By Jana D.K.
JAKARTA — Some 1000 prominent human rights activists, intellectuals and politicians have signed a statement expressing their opposition to the detention of 22 students arrested in a wave of mass demonstrations which broke out in mid-October.
The petition calls the arrests anti-democratic and a violation of the students' rights. The signatories are from the more than a dozen cities across Indonesia.
The statement noted that arresting and forcibly dispersing people who stage protests are against democracy and human rights. The acting chairperson of the Pijar Foundation (a Jakarta non-government organisation), Rachland Nashidik, who coordinated the petition, referred to the students as "prisoners of conscience".
Authorities arrested one of the 22 students, foundation chairperson Nuku Solieman, on November 26, after he allegedly distributed a sticker accusing President Soeharto of masterminding events such as the killing of villagers by the military last year, the 1991 Dili massacre and the Tanjung Priok shootings in 1984.
The other 21 students were arrested on December 14 when they staged a demonstration outside the parliament at which they demanded that Soeharto be called to account at an emergency assembly of the People's Consultative Assembly and then resign. The students were protesting against the now defunct state lottery, SDSB.
These were some of the largest and most militant demonstrations to have occurred under the New Order regime. In November, several thousand people marched through Jakarta to the Presidential Palace, breaking down the gates and unfurling a banner which read "Dismiss Soeharto". This was the first demonstration for over 20 years to occur outside the palace.
All 22 students have been charged with insulting the head of state, under a law adopted from Dutch colonial regulations which was used by the Dutch to jail members of the independence movement. Nuku's trial began in mid-January with a large number of demonstrators and supporters collecting outside the court.
The list of signatories reads like a who's who of the Indonesian opposition movement, ranging from more conservative figures such as Ali Sadikin, Hoegeng Slamet, Imam Santosa, Mrs. D. Wallandouw, Suyito Sukirno and Chris Siner Key Timu from the Petition of 50, to leading intellectuals such as Catholic priest Y.B. Mangunwijaya and Muslim scholar Abdurrahman Wahid, a member of the Democratic Forum and chairperson of Natadul Ulama, the largest organisation in Indonesia.

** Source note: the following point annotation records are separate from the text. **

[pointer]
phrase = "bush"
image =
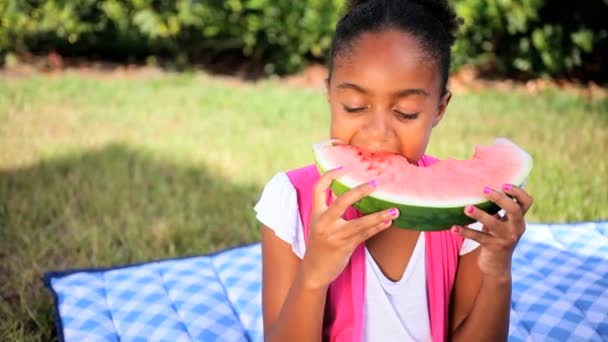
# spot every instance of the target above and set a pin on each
(528, 37)
(532, 37)
(281, 33)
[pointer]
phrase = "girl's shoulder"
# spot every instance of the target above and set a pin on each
(278, 210)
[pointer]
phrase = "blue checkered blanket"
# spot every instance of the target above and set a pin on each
(560, 293)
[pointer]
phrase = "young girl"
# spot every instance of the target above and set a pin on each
(331, 274)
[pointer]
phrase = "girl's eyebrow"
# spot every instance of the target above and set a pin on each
(399, 93)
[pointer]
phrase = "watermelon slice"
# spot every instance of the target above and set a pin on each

Other signatories included opposition figures Deliar Noer, A. Madjid and H.R. Ddharsono, vocal intellectuals Arief Budiman, Ariel Heryanto, Bakdi Sumanto, Mohtar Mas'oed and Tadjuddin Effendi, economists Rizal Ramli, Aswab Mahasin, Rocky Gerung and Adi Sasono, and human rights activists Adnan Buyung Nasution, Mulyana W. Kusumah, Luhut Pangribuan and Hendari from the Indonesian Legal Aid Institute. Other figures such as Abdul Hakim Garuda Nusantara, Marsillam Simanjuntak, H.J.C. Princen, Frans Hendra Winarta, Nursyahbani Katjasungkana, Deddy Triawan, Indro Tjahjono, Indera Nababan, and Zaim Saidi also signed the petition. Outspoken legislator Bintang Pamungkas and radical painter Semsar Siahaan also put their names to the statement.
Mulyana Kusumah, one of the signatories, told Green Left that the struggle for democracy is both legal and constitutional, and the "traditional" methods being used by the regime are completely inappropriate.
"The petition reflects, in my opinion, a growing solidarity between NGOs, human rights activists, and students — a demonstration of the movement's commitment to democratic change. The petition is a warning to the government and those in power, that the democratic movement is determined, strong, and cannot be dismissed simply as just students", he said.
He went on to stress that repression will not stop the resistance which is growing and developing at all levels of Indonesian society.